I don't believe in Santa Claus.
At least I didn't before Treasury Secretary Henry Paulson announced a $700 billion federal bailout plan for troubled financial firms on Sept. 21. Since then, I've been shopping for Christmas stockings and looking for signs of flying reindeer.
Although federal relief for ailing private sector companies is nothing new - just ask Lee Iacocca - the instances and magnitude of that relief in recent months make me think that government officials have been hitting the holiday eggnog a little early.
Never before in the history of the United States has there been such an outpouring of generosity for failed businesses. This year alone, the government has rushed to the aid of IndyMac Bancorp (OTC:IDMC), Fannie Mae (NYSE:FNM), Freddie Mac (NYSE:FRE), American International Group (NYSE:AIG) and Bear Stearns (there may be others, but I was running out of commas). If the trend continues, the U.S. might as well be called Pottersville. (For some further commentary on a couple of these companies, read Winners Of The Fannie/Freddie Bailout.)
Last Guys Finish Nice
Of course, who gets federal money and who doesn't is something best left to the official government Magic 8-Ball it would appear.
Bear Stearns, the same firm that declined to participate in a Fed-brokered bailout of the Long Term Capital Management hedge fund in 1998, received a 28-day credit line guarantee from the Federal Reserve Bank of New York on March 16. Lehman Brothers (NYSE:LEH) and Washington Mutual (NYSE:WM), on the other hand, were told to take a hike.
Now, I'm sure there's an explanation for these arbitrary acts, but I'd wager it's about as illuminating as the adult conversations on the cartoon "Peanuts."

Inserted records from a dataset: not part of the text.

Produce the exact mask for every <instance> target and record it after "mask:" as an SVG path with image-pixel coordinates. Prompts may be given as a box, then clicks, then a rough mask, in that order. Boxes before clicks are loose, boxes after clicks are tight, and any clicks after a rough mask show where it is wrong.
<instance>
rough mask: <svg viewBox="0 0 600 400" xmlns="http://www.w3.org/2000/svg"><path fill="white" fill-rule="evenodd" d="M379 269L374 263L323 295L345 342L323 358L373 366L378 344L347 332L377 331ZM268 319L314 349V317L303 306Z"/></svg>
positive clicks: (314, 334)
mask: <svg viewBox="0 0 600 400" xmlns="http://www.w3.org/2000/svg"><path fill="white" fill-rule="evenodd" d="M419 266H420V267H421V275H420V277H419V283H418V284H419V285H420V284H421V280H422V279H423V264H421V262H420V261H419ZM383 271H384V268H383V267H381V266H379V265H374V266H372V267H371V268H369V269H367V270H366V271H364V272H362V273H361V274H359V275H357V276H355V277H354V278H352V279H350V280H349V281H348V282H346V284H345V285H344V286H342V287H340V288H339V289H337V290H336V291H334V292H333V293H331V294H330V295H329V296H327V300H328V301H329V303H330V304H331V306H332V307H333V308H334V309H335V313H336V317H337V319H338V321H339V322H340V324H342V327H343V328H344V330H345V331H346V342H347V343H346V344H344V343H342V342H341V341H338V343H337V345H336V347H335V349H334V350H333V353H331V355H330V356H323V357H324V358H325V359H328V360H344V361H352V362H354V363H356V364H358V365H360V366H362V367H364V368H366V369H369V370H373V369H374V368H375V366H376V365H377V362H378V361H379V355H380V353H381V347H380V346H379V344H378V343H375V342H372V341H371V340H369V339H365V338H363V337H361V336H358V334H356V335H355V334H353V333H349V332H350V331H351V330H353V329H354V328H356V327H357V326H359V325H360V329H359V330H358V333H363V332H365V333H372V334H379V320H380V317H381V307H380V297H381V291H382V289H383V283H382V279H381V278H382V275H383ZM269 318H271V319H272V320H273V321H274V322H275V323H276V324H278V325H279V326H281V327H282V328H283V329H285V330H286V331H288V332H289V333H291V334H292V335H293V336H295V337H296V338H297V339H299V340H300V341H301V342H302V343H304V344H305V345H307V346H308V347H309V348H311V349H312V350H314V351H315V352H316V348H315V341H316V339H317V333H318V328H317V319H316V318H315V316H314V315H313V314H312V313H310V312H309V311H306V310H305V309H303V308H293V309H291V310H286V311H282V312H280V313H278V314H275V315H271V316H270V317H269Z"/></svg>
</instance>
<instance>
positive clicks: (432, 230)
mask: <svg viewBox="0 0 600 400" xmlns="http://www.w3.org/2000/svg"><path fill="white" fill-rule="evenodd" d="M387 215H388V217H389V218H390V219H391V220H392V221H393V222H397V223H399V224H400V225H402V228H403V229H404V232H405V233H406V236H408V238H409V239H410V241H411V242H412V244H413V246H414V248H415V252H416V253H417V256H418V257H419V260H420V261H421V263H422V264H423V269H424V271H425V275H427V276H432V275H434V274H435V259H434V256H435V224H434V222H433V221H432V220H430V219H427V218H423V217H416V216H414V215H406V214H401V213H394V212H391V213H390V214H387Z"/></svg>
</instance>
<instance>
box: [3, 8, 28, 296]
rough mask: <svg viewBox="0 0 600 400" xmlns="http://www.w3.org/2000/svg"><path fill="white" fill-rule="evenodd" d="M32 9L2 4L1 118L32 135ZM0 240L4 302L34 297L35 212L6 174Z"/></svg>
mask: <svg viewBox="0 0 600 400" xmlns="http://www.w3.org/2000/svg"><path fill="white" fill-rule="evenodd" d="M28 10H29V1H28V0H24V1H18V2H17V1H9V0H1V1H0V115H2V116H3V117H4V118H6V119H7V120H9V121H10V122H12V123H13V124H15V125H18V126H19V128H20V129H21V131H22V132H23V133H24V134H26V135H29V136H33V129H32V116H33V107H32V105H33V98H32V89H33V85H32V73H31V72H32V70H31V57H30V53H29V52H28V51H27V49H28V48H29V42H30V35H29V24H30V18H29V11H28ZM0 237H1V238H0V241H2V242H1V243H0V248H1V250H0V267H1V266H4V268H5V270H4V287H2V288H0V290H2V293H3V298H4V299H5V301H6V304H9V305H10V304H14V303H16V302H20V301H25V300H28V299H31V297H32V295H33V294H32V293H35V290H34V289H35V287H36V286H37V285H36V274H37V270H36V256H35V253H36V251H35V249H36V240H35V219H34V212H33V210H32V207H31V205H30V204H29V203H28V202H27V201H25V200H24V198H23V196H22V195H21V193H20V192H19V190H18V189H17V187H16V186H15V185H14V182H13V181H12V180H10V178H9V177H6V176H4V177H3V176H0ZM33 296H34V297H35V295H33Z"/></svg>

Big Package for a Big Problem
According to President Bush, the latest plan to save struggling financial companies (the largest ever) is "a big package because it was a big problem."
"My first instinct was to let the market work," said Bush, noting that he changed his mind after being briefed by experts on the subject. One of those experts, Paulson, believes the $700 billion plan is the lesser of two evils.
"I am convinced that this bold approach will cost American families far less than the alternative - a continuing series of financial institution failures and frozen credit markets unable to fund economic expansion," Paulson said.
Taking it to the Wall Street
While that may be true, it seems many Americans are fed up with what's beginning to look like a taxpayer-sponsored lottery for losers. On Thursday, hundreds of protestors assembled on Wall Street in New York to hear AFL-CIO National President John Sweeney and United Federation of Teachers President Randi Weingarten as well as others decry federal intervention.
And, apparently, it's not just labor unions that have a problem with Paulson's plan. A recent Rasmussen poll suggests that even the investing community, which accounts for 62% of the nation's voters, is split, with 36% in favor of it and 36% opposed. Among non-investors, the numbers are even worse, as only 15% support the proposal, whereas 41% are against it.
In The New York Sun, Jim Rogers, a well-known market commentator and author called the plan "astonishing, devastating, and very harmful for America," while former Speaker of the House, Newt Gingrich, went so far as to question Paulson's motives.
"I think you have a Goldman Sachs chief of staff to the President and the Goldman Sachs secretary of the Treasury, and they convinced the President that the American people ought to send $700 billion to Wall Street," Gingrich told NPR, referring to Paulson and Joshua Bolten both of whom worked for Goldman Sachs (NYSE:GS) prior to assuming their government posts.
Regardless of what kind of package ultimately gets approved - and you can bet your bottom dollar (aka three shares in Lehman Brothers) that a plan will be approved - the price to taxpayers will be steep.
Writing for slate.com, Juliet Lapidos compared the bailout cost to "12 Bill Gateses," adding that each man, woman and child in the U.S. would be responsible for roughly $2,300 - bad news for my 5- and 8-year-old, who will be filling out job applications this weekend.
"That's right around what we each paid, on average, for gas and oil in 2006 ($2,227) and a bit less than our average personal tax burden ($2,432)," Lapidos wrote. I hope Santa leaves a lump of coal in my stocking this year - maybe I could use it to heat my home. It looks like it's going to be a long winter.